Ou alors on décide que tout ira bien toujours. Et que rien n’est trop grand, trop indestructible, contre la volonté et le système D. Qu’il va falloir se battre, sans cesse, pour tout. Mais que ca vaut le coup. Pour son amour propre, pour se dire qu’on arrive quelque part à la fin du chemin, qu’on ne gesticule pas en vain. Il faut du courage pour s’investir dans cette quête là. Il faut se lever chaque matin en attendant le meilleur.. C’est une posture qui ne me vient pas naturellement. J’attends le pire, toujours. Je suis heureuse quand personne ne meurt. Encore une belle journée. Encore une victoire pour Super Blasée. Je pensais que c’était une caractèristique de mon trouble anxieux. C’est en fait un trait de personnalité. Je me réjouis du non-malheur bien plus que du bonheur. Ca me fait plein de petites occasions d’être contente. C’est le plaisir ironique cheap de la meuf enclavée dans la certitude qu’il va se passer quelque chose de terrible, tout le temps. Ca me permet de grands sourires quand ma grand-mère répond au téléphone, chouette, elle n’est pas étendue seule dans sa cuisine en train d’agoniser. Parce que c’est comme ca que je me la représente, quand je compose son numéro. Etendue raide et suffocante sur le lino beige, regadant le téléphone sonner, incapable de se relever. Le pire, toujours. Et le soulagement, parfois.

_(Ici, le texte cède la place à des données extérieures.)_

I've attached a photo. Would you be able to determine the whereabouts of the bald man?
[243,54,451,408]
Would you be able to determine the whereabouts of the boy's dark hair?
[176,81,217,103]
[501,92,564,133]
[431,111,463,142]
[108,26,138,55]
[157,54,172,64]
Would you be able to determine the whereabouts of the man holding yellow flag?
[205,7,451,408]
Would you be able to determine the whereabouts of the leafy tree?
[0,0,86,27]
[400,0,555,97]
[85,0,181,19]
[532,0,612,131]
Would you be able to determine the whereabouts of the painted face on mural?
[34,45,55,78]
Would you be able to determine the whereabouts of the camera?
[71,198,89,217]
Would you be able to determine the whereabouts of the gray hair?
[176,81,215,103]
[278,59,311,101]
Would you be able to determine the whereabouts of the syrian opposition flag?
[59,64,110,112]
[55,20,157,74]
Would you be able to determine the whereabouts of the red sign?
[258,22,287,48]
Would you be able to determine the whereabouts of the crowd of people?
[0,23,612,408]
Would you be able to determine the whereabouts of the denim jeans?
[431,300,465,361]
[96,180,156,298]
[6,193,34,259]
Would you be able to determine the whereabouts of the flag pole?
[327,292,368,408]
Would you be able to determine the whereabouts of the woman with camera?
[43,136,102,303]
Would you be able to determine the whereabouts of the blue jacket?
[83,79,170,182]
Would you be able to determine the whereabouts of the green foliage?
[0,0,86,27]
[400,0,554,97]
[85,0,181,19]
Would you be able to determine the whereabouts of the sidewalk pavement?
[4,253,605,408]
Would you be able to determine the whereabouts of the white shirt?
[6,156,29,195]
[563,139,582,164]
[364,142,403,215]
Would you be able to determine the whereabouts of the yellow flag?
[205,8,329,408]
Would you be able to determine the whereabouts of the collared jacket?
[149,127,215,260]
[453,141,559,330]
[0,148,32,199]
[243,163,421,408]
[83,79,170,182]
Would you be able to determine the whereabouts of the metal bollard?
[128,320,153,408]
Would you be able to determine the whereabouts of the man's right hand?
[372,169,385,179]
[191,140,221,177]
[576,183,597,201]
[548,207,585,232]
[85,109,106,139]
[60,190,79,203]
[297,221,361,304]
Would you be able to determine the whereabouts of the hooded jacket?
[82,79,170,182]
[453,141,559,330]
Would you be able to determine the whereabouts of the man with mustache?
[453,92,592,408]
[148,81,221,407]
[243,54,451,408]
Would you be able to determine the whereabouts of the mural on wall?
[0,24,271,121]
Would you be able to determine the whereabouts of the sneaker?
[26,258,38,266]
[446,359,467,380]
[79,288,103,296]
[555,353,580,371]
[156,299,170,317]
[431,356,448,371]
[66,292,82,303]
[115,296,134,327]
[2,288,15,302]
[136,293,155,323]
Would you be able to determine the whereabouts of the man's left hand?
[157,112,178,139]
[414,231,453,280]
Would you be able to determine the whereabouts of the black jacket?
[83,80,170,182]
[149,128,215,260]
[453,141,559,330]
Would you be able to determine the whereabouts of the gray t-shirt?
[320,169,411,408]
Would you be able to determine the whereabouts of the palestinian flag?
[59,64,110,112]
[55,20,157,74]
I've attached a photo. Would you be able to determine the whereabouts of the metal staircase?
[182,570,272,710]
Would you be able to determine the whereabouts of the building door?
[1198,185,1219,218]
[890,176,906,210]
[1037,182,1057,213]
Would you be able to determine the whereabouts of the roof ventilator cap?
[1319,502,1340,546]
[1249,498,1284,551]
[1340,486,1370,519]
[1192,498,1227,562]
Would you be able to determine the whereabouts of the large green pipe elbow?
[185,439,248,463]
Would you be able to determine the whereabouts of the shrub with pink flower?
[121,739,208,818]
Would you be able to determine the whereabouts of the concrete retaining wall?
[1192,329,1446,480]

Je ne sais pas ce qui est le plus facile à vivre. Mon pessimisme m’autorise une posture snob. Mais décréter que tout ira mal, toujours, c’est aussi une technique de froussarde. Je me prépare au pire parce que je le crains. Les baffes énormes que je me suis prises dans la gueule ces derniers mois de me donnent pas envie de m’exposer sans armures à mes semblables. Si tout est merde, si tout est nul, se laisser surprendre par le bon ou le joli n’est qu’un bonus génial. Plus une nécéssité, plus une raison de vivre. Je n’ai objectivement pas besoin d’être heureuse pour respirer, pour aller travailler, pour remplir à mes obligations d’humaine sociabilisée. C’est mieux bien sur. Ca met quelque chose de plus léger dans le plomb de mes baskets quand le réveil sonne. Mais ce n’est pas vital. Je ne cours pas après. J’attends qu’il me tombe tout cuit. Entre paresse et fatalité, entre le pot et le couvercle, entre la pierre et l’enclume, je ne sais pas choisir, je ne sais pas renoncer. J’espere qu’il viendra, en me cachant les yeux derrière mes doigts. Je ne le dis pas trop fort, de peur de les faire fuir, de peur de dire mon voeu tout haut et qu’il ne se réalise pas. Je prévois, je fais des listes, je regarde les issues de secours, mon siège est éjectable, mais pour aller où ? On verra.